Armed conflict in NW, SW conflict: Don’t arrest, kidnap parents of suspected separatists, soldiers.

The Cameroon Peoples Democratic Movement, CPDM’s government officials, like in any other civilised society, often have a smug and self-righteous countenance when insisting on the "respect of laws and Republican institutions".

In that logic, they usually praised the "professionalism" and respect of those rules by the defence and security forces in the lingering conflict in the North West and South West Regions.



The crisis, no doubt, has smeared the image of the country with some of the most primeval and primitive atrocities.

As this daily reported yesterday, for over a week, more than 50 men and women have been arrested, kidnapped and held incommunicado by both the military and separatists in Bamali village in Ndop, Ngoketunjia Division of the North West Region.

According to the inhabitants, soldiers stormed the village on Thursday July 25 and whisked away two women.

One of the women is said to be the mother of an alleged Amba fighter, while the other is reported to be his wife. The military is quoted as saying they would only be released if the Amba fighter in question surrenders. 

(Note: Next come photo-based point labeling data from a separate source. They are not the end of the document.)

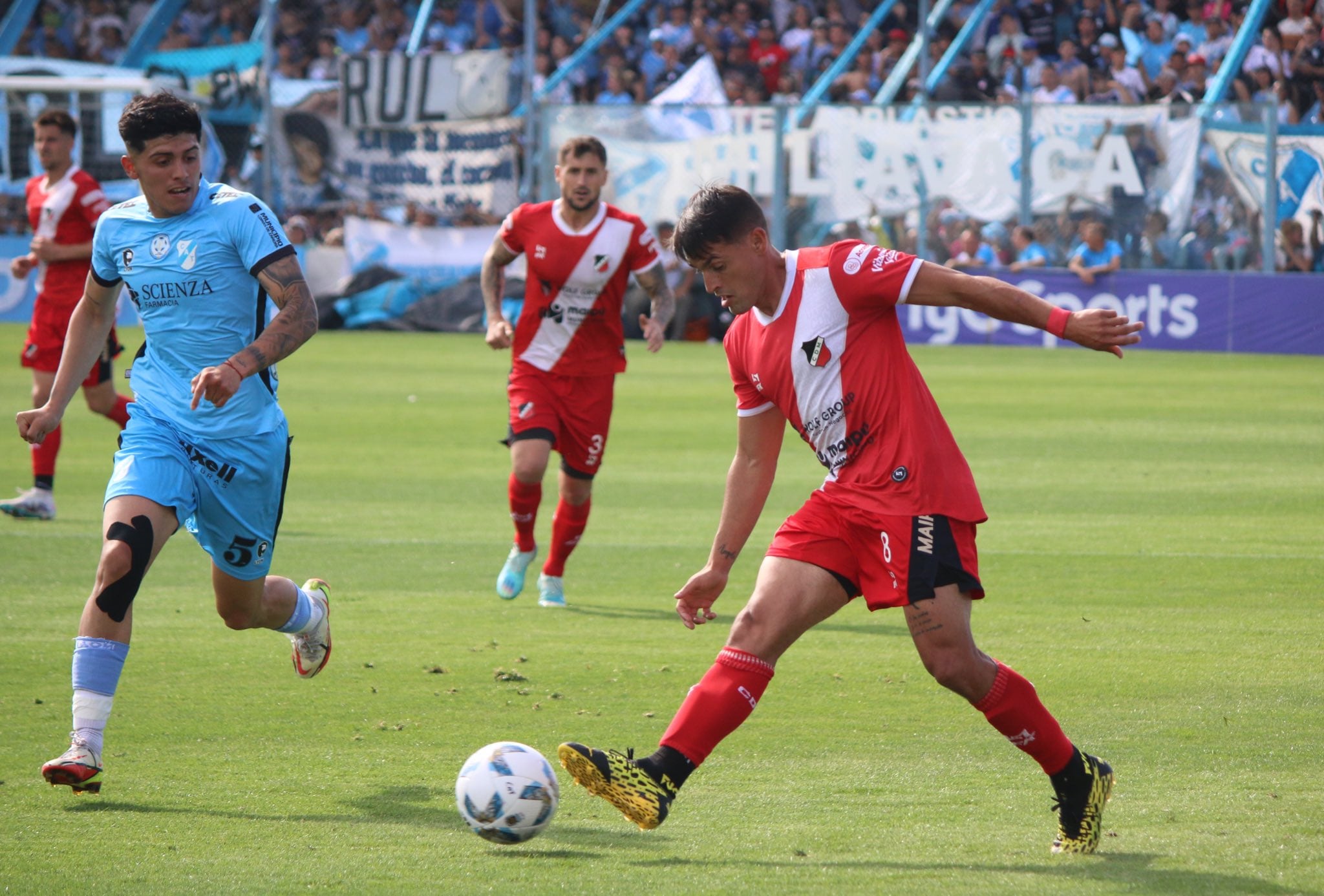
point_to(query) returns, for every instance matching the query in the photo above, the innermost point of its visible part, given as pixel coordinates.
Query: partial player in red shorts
(63, 208)
(568, 346)
(817, 343)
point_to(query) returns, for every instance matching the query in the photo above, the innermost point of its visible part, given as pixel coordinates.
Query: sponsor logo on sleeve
(856, 260)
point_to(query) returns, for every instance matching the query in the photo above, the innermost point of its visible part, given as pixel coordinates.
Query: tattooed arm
(290, 328)
(493, 281)
(664, 304)
(749, 482)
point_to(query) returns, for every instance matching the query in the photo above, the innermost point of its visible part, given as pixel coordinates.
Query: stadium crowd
(1058, 50)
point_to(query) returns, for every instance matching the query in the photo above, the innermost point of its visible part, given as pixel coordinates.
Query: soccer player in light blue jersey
(207, 443)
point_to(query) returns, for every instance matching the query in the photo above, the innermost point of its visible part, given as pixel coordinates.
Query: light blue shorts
(230, 493)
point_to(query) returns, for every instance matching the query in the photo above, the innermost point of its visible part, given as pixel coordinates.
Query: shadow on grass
(1134, 869)
(862, 628)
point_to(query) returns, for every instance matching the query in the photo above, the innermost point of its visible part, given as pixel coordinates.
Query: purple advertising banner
(1181, 310)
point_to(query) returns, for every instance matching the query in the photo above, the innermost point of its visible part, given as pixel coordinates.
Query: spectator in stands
(1106, 92)
(1029, 252)
(1195, 25)
(1197, 76)
(768, 54)
(800, 34)
(740, 28)
(677, 31)
(1294, 24)
(1157, 249)
(1009, 37)
(1038, 25)
(1269, 54)
(447, 34)
(1123, 74)
(1096, 255)
(739, 63)
(616, 92)
(975, 82)
(1089, 48)
(1052, 91)
(1027, 72)
(1073, 72)
(1155, 47)
(1163, 10)
(974, 252)
(326, 65)
(351, 35)
(1290, 252)
(1315, 114)
(1217, 40)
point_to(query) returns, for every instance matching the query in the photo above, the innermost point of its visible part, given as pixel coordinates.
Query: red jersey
(833, 361)
(67, 212)
(571, 322)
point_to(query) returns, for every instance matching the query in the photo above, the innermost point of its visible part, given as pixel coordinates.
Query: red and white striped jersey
(833, 361)
(571, 322)
(67, 212)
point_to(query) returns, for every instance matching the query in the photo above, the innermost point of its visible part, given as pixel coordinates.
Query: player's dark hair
(59, 118)
(577, 146)
(718, 213)
(162, 114)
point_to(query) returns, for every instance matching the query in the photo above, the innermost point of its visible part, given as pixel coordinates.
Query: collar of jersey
(588, 228)
(785, 292)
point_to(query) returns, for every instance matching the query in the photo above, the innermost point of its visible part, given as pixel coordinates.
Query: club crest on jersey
(817, 352)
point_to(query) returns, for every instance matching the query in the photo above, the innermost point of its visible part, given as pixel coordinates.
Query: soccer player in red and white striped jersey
(817, 343)
(63, 207)
(568, 346)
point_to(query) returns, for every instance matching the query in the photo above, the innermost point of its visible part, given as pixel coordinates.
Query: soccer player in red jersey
(817, 343)
(568, 346)
(63, 208)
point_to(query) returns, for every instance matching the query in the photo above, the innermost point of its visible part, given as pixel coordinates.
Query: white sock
(92, 710)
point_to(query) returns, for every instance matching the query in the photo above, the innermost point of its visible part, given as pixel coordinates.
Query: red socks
(120, 413)
(1013, 709)
(718, 705)
(525, 498)
(567, 527)
(44, 454)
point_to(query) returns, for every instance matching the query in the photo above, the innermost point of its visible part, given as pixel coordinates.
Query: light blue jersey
(194, 278)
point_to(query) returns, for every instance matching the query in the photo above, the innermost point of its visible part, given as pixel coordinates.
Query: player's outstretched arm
(290, 328)
(1102, 330)
(84, 343)
(664, 306)
(749, 484)
(493, 283)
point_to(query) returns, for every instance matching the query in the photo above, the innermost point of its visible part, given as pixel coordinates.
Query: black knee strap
(114, 599)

The strategy, considered as a violation of the human rights of the two, has however backfired as in retaliation, a group of Amba fighters reportedly launched an attack on the families whose children are members of defence and security forces.

Witnesses said the fighters moved from one house to the other on Friday July 26, kidnapping parents, mostly mothers and wives of defence and security forces, who hail from Bamali village. 

They warned that they shall only free those they kidnapped after the defence and security forces must have released the mother and wife of their colleague.

Several sources in the village have revealed that they are unable to communicate with either those arrested or kidnapped, since they were whisked away.

"All of their phones have been switched off. We haven't received any calls, even from those who kidnapped them. We don't know what they want. The whole family is worried because we don't even know if they are safe or not," a family member of one of the concerns, who did not want to be named, said.

There have been multifarious identical incidents in the past. On Tuesday April 24, 2018, Agbor Ruth Ayuk, the mother of Anglophone activist, Mark Bareta, based in Belgium, was arrested by police in Buea.

Police reportedly asked Agbor Ruth Ayuk to produce her son, Mark Bareta, whom the government had placed on a wanted list. 

She was also accused of sponsoring the rise of the Anglophone crisis with money sent by Mark Bareta.

On August 2, 2019, the 80-year-old mother and sister of Chris Anu, President of one of the factions of the pipe-dreamed Interim Government of the putative Ambazonia Republic, were arrested and detained at the Secretariat of State for Defence, SED, before being transferred to the Yaounde Kondengui maximum security prison. They were freed after a trial at the Mfoundi High Court.

Again, in October 2021, the pregnant former girlfriend of one of the late separatist self-styled General No Pity was arrested in Buea.

She was later freed after serving 18 months in prison where she gave birth. She was left off the hook by the Buea Military Tribunal on February 15 last year.

There are numerous news reports of similar cases where parents and even family members have been arrested for not calling their children in the bushes and caves to order.

The Guardian Post which advocates non-violence in resolving disputes supports the idea of fighters laying down their arms and the Regions demilitarised.  

Many parents have no control over their grouchy boys in the bushes or in the diaspora committing the heinous crimes in the Regions.

When Mark Bareta's mother was arrested, for instance, he took to the media, saying: “She has numerous times over the years requested that I slow down but came to the conclusion that I am responsible for my own actions”.

Chris Anu in reaction to the arrest of his mother and sister, said "…now we know who has been kidnapped in the name of Amba Boys".

Such arrests of parents and detentions of family members of the separatist warlords have instead been a boomerang, attracting vitriolic criticisms as a violation of human rights.

While The Guardian Post is critical of the CPDM government for the arrest of parents or family members of notorious separatist fighters, in the same vein we are diametrically opposed to the kidnapping of family members whose children are serving in the defence and security forces.

Such tit-for-tat policies make innocent civilians in the two Regions live in fear, or flee to become internally displaced or are languishing in refugee camps, which the government should discouraged.